Quote:
Originally posted by Stephonovich
You do that to albums you've ripped? Why? I could understand doing an album leveling, so all your albums are roughly the same volume, but the songs themselves the same volume? What about dynamic range in the music?
(-:Stephonovich |
And again, someone isn't READING what MP3Gain actually does.
The dynamics aren't touched at all, this isn't
normalization or limiting like everyone thinks it is. Look at it this way: If you're listening to some kind of high dynamic music, say some classical music with lots of low parts with wind instruments and then WHAM outta nowhere you get hit with a full on crescendo of the entire orchestra blasting away, do you reach for the volume control to turn it down at that point (or if you've heard the song before and you know what to expect so you begin turning it down at *just* the right time)?
If you do, then that's considered
limiting because you're "limiting" the volume of the playback but you're not "compressing" the dynamics, which are still there untouched in the original source.
Compressing/Limiting is what radio stations do to music they're broadcasting, they use devices called compressors and limiters (and no, it's not audio compression like mp3, it is simply keeping the constant audio playback at a specific level). Compressors are used to limit the dynamics of the music. The part about saying "Compressors" and having people understand I don't mean MP3/AAC/Ogg/WMA/etc audio compression can be a major sticking point. This kind of compression/limiting is compressing/reducing/limiting the dynamics and playback levels - audio compression is primarily about smaller file sizes. Tp put it bluntly, compressors control the audio dyamics, limiters control the audio volume. Please note dynamics and volume are two different things yet they are both parts of the final result: audio output.

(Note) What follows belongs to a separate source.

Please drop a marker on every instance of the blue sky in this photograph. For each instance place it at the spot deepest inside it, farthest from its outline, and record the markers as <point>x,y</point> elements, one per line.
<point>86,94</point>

So using my example above, you didn't compress the music's dynamic range, you just limited it by lowering the volume to account for and negate the effect of the crescendo. The perceived volume of music would be staying roughly the same.
If the actual audio level of a specific section of music was 4 on a scale and yet you boosted it to 6, and the crescendo rated an 8 and you lowered it to 6, you just limited the audio level from the highs and lows to a nice even setting.
Here's a page that gets pretty technical but it might help:
How to best use Compression (not the mp3 kind)
MP3Gain doesn't do compressor/limiter functions. It merely takes an audio source file and performs mathematical operations on it based on psychoacoustic models that compute the perceived level of audio playback and modifies the files to play at a specified level (as defined by db in the settings, 89db is pretty much the defacto standard for audio production).
Hope this helps,
br0adband
ps
As explained in the MP3Gain help files, I could do something to the following procedure and still not affect the original mp3 file:
1) Make an MP3 of my choice (EAC + LAME 3.90.3 would do it) and make two copies of it, one for control and one for modification and testing..
2) Convert that test file to an 89db level with MP3Gain.
3) Convert that test MP3 to a WAV file while retaining the pre-WAV MP3.
4) Take that testMP3 and process it with MP3Gain 100 times, each time choosing a random db level, like 95db the first run, 50db the second run, etc etc.
5) After 100 processing runs, set the level back at the original 89db level.
6) Take that test mp3 file and convert it to another WAV file (not overwriting the first WAV, of course)
7) Compare the two WAV files.
Theoretically, the two WAV files *should* match, bit for bit.
I might do this sometime just for fun.